Member of the Oregon Senate from the 17th district
- In office 1941–1947
- Preceded by: Ulysses S. Balentine
- Succeeded by: Philip S. Hitchcock
- Constituency: Crook, Deschutes, Jefferson, Klamath and Lake counties, Oregon

President of the Oregon State Senate
- In office 1947–1947
- Preceded by: Howard C. Belton
- Succeeded by: William E. Walsh

Personal details
- Born: November 22, 1898 Burning Springs, Kentucky
- Died: October 28, 1947 (aged 48) Lake County, Oregon
- Party: Republican
- Occupation: Automobile dealer

= Marshall E. Cornett =

American politician

Marshall Eugene Cornett (November 22, 1898 - October 28, 1947) was an Oregon businessman and American Republican politician serving in the Oregon State Senate and as Senate President during the 1947 legislative session.

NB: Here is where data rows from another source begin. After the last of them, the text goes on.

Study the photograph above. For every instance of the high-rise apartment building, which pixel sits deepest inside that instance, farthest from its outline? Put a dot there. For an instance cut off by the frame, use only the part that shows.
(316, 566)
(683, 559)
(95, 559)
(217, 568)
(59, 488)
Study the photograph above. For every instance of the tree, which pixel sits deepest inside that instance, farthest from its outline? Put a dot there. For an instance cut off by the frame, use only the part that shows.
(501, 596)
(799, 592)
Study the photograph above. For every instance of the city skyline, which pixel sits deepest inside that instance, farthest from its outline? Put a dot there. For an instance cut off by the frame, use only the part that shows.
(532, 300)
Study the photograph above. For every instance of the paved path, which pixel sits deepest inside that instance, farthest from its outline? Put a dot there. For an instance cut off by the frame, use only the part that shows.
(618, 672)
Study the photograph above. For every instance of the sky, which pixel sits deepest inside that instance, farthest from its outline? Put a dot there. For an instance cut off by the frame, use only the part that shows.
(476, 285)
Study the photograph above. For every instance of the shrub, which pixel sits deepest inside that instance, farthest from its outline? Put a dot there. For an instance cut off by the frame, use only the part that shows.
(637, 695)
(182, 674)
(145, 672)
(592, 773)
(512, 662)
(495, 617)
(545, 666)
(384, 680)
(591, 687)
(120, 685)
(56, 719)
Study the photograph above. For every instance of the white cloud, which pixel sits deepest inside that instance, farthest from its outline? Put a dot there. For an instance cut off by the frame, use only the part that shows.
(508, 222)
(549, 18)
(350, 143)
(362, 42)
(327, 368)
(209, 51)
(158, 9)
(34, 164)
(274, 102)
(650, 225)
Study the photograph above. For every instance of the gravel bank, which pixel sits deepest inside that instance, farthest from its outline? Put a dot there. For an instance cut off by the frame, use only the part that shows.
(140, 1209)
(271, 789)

Along with Governor of Oregon Earl Snell and Oregon Secretary of State Robert S. Farrell, Jr., he was killed in a plane crash in 1947.

==Early life and business career==
Cornett was born in Burning Springs, Kentucky (Clay County), in rural southeastern Kentucky. He served in the United States Army during World War I before moving to Klamath Falls, Oregon where he established himself as a businessman. He was the owner of successful automobile dealerships and three radio stations in the Klamath Falls area. In June 1922, Cornett married Olive Byram (1891–1977) in Kake, Alaska. He briefly served as a police officer in Astoria, Oregon.

==Political career==
Cornett served in the Oregon State Senate from 1941, to 1947 representing the 17th legislative district. In his final term, he served as Senate President. He was an alternate delegate to the 1944 Republican National Convention.

On October 28, 1947, Cornett and two other top office-holders, Oregon Governor Earl Snell and Oregon Secretary of State Robert S. Farrell, Jr., were killed in a plane crash while en route to the Kittredge Ranch in Warner Valley near Lakeview, Oregon. "The Kittredge's were hosting a goose hunt for these Oregon officials. The airplane left Klamath Falls about 10:00 P.M. (or later) and did not arrive at the Kittredge Ranch."

Pilot Cliff Hogue perished as well, when his small plane crashed in stormy weather southwest of Dog Lake. A state funeral was held for Snell, Farrell and Cornett at the Capitol in Salem.

Marshall Cornett's remains were interred at Macedonia Cemetery, Burning Springs, Kentucky.